While many grocers felt the brunt of rising raw material costs, B&M managed to maintain stable revenue and sales in FY 2022. The group posted a pre-tax profit of £525m. , exactly the same as in FY21. Sales growth over two years (compared to fiscal 2020) was 13%, showing that the company was able to retain a large portion of its customers gained during the pandemic.

By focusing on in-demand products and avoiding overstocking in stores, the company has been able to keep costs low and turn a profit. In fact, overall gross margins increased to 37.4% from 36.9% in FY21.

Supply chain issues are a huge concern for supermarkets right now and B&M is no different. Disruptions in Asia could affect operations in the coming months. Also, rising energy costs mean higher transportation costs that the company will have to deal with.

However, I am impressed by B&M’s frugal business model and its commitment to its dividend policy. Its profitability stands at 4.3% and the board is confident it will maintain current levels.

Its shares are down 39.7% in 2022 and are trading at a price-to-earnings ratio of 8.9 times. Given the market share and business model, I think B&M is the best budget option for my portfolio at the moment.

Cheap UK Defense Fee

The world is recovering from the war in Ukraine and defense budgets around the world are skyrocketing.
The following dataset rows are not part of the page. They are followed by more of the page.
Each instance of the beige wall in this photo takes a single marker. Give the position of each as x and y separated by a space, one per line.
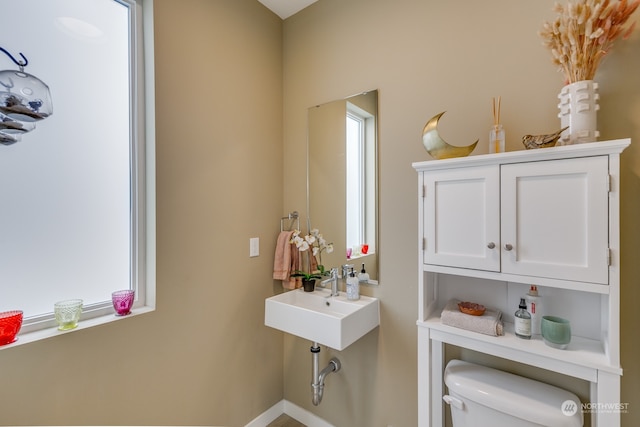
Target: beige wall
204 357
224 175
427 57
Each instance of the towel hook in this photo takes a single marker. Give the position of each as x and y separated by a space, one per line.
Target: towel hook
292 216
20 64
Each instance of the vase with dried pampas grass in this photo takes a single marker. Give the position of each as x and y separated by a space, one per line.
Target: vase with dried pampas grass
579 38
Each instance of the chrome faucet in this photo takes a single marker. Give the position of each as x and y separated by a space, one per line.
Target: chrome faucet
333 278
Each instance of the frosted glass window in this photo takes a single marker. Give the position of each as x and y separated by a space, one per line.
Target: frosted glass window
71 196
355 180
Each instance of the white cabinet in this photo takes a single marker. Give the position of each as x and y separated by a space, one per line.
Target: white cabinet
538 218
490 225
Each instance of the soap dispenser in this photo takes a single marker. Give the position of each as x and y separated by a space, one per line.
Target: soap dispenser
353 287
523 321
363 276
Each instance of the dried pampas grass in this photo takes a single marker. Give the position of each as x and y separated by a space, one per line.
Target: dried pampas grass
584 32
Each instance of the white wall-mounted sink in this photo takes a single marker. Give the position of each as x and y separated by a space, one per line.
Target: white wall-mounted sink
332 321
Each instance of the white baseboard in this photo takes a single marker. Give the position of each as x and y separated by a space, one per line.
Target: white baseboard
294 411
304 416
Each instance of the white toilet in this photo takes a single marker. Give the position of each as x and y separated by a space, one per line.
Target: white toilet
486 397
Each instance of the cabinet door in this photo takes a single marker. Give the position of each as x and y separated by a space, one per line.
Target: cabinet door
462 217
555 219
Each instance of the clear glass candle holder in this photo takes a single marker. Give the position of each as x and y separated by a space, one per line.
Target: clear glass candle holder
123 301
67 313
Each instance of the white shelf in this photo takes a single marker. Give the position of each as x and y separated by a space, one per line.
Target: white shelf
581 359
504 277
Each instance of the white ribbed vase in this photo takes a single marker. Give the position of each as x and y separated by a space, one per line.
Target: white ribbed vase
578 107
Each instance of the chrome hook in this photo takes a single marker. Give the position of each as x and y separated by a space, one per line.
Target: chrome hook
20 64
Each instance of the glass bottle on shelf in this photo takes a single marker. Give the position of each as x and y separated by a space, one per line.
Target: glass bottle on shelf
496 139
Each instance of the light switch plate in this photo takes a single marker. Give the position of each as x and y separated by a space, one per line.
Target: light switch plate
254 246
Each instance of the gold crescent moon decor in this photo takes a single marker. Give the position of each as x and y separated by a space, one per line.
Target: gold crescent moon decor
437 147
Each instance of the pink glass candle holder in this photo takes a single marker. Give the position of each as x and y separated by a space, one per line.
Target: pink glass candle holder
10 324
123 301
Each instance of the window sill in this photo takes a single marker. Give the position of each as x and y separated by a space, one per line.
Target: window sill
41 334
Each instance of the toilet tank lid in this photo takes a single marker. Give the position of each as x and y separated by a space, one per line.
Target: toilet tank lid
517 396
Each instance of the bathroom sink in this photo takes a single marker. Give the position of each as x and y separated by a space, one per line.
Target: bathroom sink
332 321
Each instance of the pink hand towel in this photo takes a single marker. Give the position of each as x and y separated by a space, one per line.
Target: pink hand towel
282 258
286 261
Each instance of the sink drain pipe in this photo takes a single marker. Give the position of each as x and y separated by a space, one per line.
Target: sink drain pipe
317 385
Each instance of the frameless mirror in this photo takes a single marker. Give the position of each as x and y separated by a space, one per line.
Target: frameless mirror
342 180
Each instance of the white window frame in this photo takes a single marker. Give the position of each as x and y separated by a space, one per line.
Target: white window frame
142 190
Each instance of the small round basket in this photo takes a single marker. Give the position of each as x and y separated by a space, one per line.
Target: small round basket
471 308
10 324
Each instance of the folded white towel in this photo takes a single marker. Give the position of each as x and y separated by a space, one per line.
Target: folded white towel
490 323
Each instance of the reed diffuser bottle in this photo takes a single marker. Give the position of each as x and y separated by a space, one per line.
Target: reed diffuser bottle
496 135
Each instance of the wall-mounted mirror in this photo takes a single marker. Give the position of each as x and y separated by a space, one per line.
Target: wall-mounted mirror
342 177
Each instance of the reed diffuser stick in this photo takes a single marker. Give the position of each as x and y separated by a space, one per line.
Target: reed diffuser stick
496 136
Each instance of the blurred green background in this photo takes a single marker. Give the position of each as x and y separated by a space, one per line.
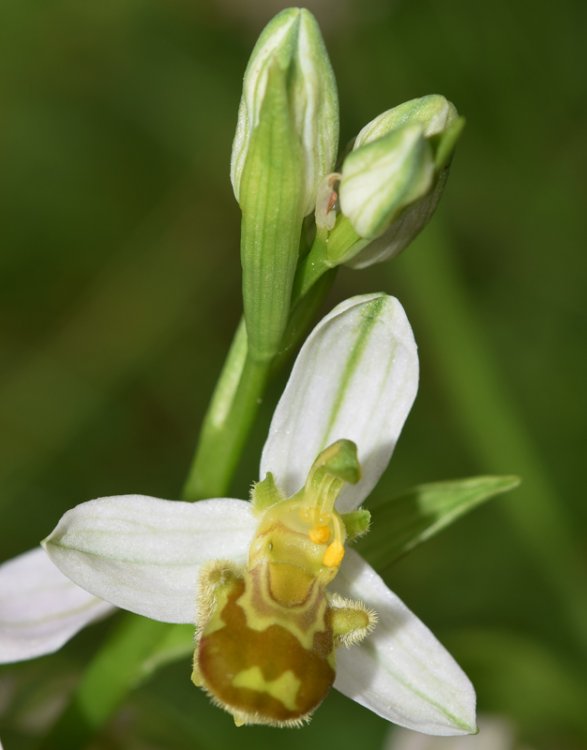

I think that investing in the sector could be a good growth option in the future. One UK action that has caught my attention is Babcock International Group (LSE: BAB).

The firm specializes in electrical systems for combat vehicles on land, in the air and on water. Along with engineering, the company also provides training, support and data management services for the military.

In FY22, group revenue increased 3% to £4.1bn with underlying operating profit of £238m. The company recently signed defense contracts with Australia, France, Indonesia and the UK. This has significantly increased their order book.

There is always an underlying threat of trade restrictions when it comes to defense actions. A sales ban could have a big impact on Babcock’s earnings. The company is also dealing with rising metal prices, which is crucial for an engineering company’s margins.

But I remain bullish on Babcock stock for my growth portfolio. It’s down almost 4% in the last month after a 50% rise since January 2021. I think this presents an attractive entry point at 328p. Currently, this UK stock looks like a bargain to me given the strong interest in defence, the quality of the company and the momentum.